Silvestro aggiunge: “E’ interesse degli operatori, ma anche dei cittadini che questa situazione cambi: come Federazione siamo pronti a un’alleanza forte con Cittadinanzattiva che ne è testimone diretta perché professionisti della salute e assistiti possano fare fronte comune per stroncare disservizi e iniquità”.

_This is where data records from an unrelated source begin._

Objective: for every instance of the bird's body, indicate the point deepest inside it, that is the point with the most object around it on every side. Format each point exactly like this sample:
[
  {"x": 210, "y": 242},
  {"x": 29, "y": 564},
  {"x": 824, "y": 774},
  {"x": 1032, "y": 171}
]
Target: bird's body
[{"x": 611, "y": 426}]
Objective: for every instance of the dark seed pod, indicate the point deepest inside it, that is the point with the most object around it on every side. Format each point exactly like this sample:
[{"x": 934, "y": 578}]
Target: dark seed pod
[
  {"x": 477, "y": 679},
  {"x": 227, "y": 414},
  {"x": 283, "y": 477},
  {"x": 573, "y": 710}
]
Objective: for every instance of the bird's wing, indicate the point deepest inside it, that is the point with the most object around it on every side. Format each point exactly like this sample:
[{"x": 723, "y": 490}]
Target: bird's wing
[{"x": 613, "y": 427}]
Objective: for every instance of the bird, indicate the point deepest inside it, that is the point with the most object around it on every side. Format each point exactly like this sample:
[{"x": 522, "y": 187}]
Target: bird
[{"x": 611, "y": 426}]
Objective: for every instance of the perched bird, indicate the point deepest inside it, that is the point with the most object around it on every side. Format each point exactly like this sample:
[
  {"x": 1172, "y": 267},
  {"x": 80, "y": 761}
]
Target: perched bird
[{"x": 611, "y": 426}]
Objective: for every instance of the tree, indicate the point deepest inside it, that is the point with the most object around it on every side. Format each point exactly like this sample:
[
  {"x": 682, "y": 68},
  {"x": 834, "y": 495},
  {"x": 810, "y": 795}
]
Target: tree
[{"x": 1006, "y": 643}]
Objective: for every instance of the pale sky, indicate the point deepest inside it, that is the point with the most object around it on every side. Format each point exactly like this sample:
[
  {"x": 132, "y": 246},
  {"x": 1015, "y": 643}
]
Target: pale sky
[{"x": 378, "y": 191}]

La Federazione denuncia Il vero effetto spendig sull’occupazione
E la Federazione fa il punto sulla reale situazione occupazionale degli infermieri, legata a doppio nodo ai tagli: “Non è corretto generalizzare sul calo di occupazione degli ultimi anni spesso denunciato secondo medie che non mettono in evidenza le cause della situazione”, spiega Silvestro. Secondo l’analisi della Conferenza dei corsi di laurea delle professioni sanitarie forniti in anteprima dalla Federazione e basati sull’analisi del 100% della risposta occupazionale, è vero che c’è stato un calo occupazionale a un anno dalla laurea passando dal 94% del 2007 al 63% del 2012, con -31 punti percentuali, ma è anche vero che, anche se in calo, a esempio nelle Regioni del Nord il tasso occupazionale sembra “tenere” ancora, sia pure nel generale contesto di peggioramento nazionale. E si stabilizza sulla media dell’80% di occupazione a un anno dalla laurea con il Piemonte che passa dal 98% del 2007 al 76% del 2012, la Lombardia da 97% a 88%, il Veneto da 98% a 85%, il Friuli Venezia Giulia da 97 a 83%, la Liguria da 97% a 81%. La situazione (e quindi l’allarme) è grave invece al Sud e soprattutto nelle Regioni che hanno subito, appunto, i maxi-tagli dei piani di rientro: la Sardegna (“uscita” da poco dal piano di rientro) passa dal 95% al 69%, il Lazio dal 93% al 62%, l’Abruzzo dall’89% al 46%, il Molise dall’82% del 2009 al 46%, la Puglia dal 93% del 2007 al 52%, la Campania dall’86% al 47%, la Calabria dall’’80% al 36%, la Sicilia dall’86% al 53 per cento.
“E’ chiaro l’effetto spending review sul personale e sui servizi, come denuncia anche Cittadinanzattiva? Un dimezzamento degli uni non può che portare al crollo degli altri. E’ questo il vero allarme occupazione, anche per i cittadini”, conclude Silvestro.